In 2011, she became the head of the Department of Molecular and Cellular Neurobiology at Goethe University. She also worked on a special program called the Focus Program Translational Neurosciences (FTN). In 2014, she was chosen as a Max Planck Fellow at the Max Planck Institute for Brain Research. Here, she continued to study how nerves and blood vessels communicate.
What She Researches
Amparo Acker-Palmer's main work focuses on how nerves and blood vessels develop at a very tiny, molecular level. She and her team published their findings in the science journal Nature in 2010. Their paper was about how a molecule called EphrinB2 helps control how blood vessels grow.
She won the Paul Ehrlich & Ludwig Darmstaeder Prize for Young Researchers for finding out that nerves and blood vessels develop in similar ways.
One of the molecules she studies is called Ephrin. This molecule helps guide nerve fibers as the central nervous system develops. Her research looks at a specific part of Ephrin, called Ephrin-B2. She studies how Ephrin-B2 helps blood vessels grow. Her team has done more experiments to confirm their important findings.
Awards and Recognitions
Amparo Acker-Palmer has received many honors and awards for her scientific work:
- She received a special scholarship from the Spanish Government (1992–1996).
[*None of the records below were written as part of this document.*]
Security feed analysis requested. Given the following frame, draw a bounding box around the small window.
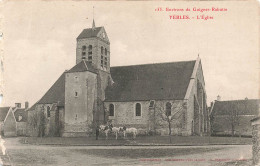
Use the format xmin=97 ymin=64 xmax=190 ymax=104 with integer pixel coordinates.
xmin=82 ymin=46 xmax=87 ymax=51
xmin=149 ymin=100 xmax=155 ymax=108
xmin=88 ymin=45 xmax=92 ymax=51
xmin=105 ymin=48 xmax=107 ymax=56
xmin=135 ymin=103 xmax=141 ymax=116
xmin=81 ymin=46 xmax=87 ymax=59
xmin=101 ymin=46 xmax=104 ymax=55
xmin=74 ymin=76 xmax=79 ymax=82
xmin=109 ymin=104 xmax=115 ymax=116
xmin=165 ymin=102 xmax=172 ymax=116
xmin=47 ymin=106 xmax=51 ymax=118
xmin=18 ymin=115 xmax=23 ymax=122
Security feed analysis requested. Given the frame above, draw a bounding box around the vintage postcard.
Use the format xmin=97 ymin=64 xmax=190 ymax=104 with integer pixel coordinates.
xmin=0 ymin=0 xmax=260 ymax=166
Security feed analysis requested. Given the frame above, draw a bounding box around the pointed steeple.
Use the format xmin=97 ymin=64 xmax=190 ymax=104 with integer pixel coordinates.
xmin=92 ymin=19 xmax=96 ymax=30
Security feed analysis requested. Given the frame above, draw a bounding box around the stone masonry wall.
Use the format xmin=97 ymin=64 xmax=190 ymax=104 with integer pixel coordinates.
xmin=105 ymin=100 xmax=188 ymax=135
xmin=62 ymin=71 xmax=97 ymax=137
xmin=252 ymin=124 xmax=260 ymax=165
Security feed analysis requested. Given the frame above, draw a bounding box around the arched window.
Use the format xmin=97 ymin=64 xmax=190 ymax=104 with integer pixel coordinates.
xmin=109 ymin=104 xmax=115 ymax=116
xmin=47 ymin=106 xmax=51 ymax=118
xmin=104 ymin=48 xmax=107 ymax=69
xmin=101 ymin=46 xmax=104 ymax=54
xmin=165 ymin=102 xmax=172 ymax=116
xmin=135 ymin=103 xmax=141 ymax=116
xmin=81 ymin=46 xmax=87 ymax=59
xmin=100 ymin=46 xmax=104 ymax=67
xmin=88 ymin=45 xmax=92 ymax=63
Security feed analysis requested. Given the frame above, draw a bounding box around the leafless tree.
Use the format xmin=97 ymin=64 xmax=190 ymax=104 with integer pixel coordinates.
xmin=227 ymin=102 xmax=242 ymax=136
xmin=155 ymin=102 xmax=185 ymax=143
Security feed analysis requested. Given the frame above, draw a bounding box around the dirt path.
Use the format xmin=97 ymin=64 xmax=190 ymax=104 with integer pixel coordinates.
xmin=5 ymin=138 xmax=251 ymax=166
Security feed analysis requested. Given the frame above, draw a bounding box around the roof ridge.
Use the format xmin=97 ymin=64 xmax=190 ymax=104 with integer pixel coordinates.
xmin=215 ymin=99 xmax=260 ymax=102
xmin=111 ymin=60 xmax=196 ymax=68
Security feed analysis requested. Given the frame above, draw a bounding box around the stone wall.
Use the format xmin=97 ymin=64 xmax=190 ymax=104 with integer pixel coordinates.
xmin=4 ymin=110 xmax=16 ymax=137
xmin=186 ymin=61 xmax=209 ymax=135
xmin=16 ymin=122 xmax=27 ymax=136
xmin=252 ymin=124 xmax=260 ymax=165
xmin=211 ymin=115 xmax=256 ymax=136
xmin=105 ymin=100 xmax=190 ymax=135
xmin=76 ymin=29 xmax=110 ymax=73
xmin=62 ymin=71 xmax=97 ymax=137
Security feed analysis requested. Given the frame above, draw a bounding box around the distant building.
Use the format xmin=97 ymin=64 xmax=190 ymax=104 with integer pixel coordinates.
xmin=28 ymin=21 xmax=209 ymax=137
xmin=0 ymin=107 xmax=12 ymax=135
xmin=0 ymin=102 xmax=28 ymax=137
xmin=251 ymin=116 xmax=260 ymax=165
xmin=210 ymin=98 xmax=260 ymax=136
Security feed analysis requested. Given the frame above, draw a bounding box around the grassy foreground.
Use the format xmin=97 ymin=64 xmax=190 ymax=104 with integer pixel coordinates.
xmin=20 ymin=136 xmax=252 ymax=146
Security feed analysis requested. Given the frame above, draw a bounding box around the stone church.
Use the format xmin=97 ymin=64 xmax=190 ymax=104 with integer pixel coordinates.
xmin=28 ymin=20 xmax=210 ymax=137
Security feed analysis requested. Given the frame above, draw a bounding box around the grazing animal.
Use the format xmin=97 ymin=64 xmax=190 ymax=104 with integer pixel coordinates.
xmin=99 ymin=125 xmax=110 ymax=139
xmin=109 ymin=124 xmax=120 ymax=139
xmin=123 ymin=126 xmax=137 ymax=139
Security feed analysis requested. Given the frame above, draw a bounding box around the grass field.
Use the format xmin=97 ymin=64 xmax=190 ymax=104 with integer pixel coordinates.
xmin=20 ymin=136 xmax=252 ymax=146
- She won an Extraordinary Award from the University of Valencia, Spain (1997).
- She was chosen as an EU Fellow for a research program (1997–1999).
- She won €60,000 from the Paul Ehrlich & Ludwig Darmstaeder Prize for Young Researchers in 2010. This was for her discovery about how nerves and blood vessels develop similarly.
- She received the Gutenberg Research Fellowship Award (2012).
- She was chosen as a Max Planck Fellow at the Max Planck Institute for Brain Research (2014).
- She received a €2.5 million award from the European Research Council (ERC) in 2015.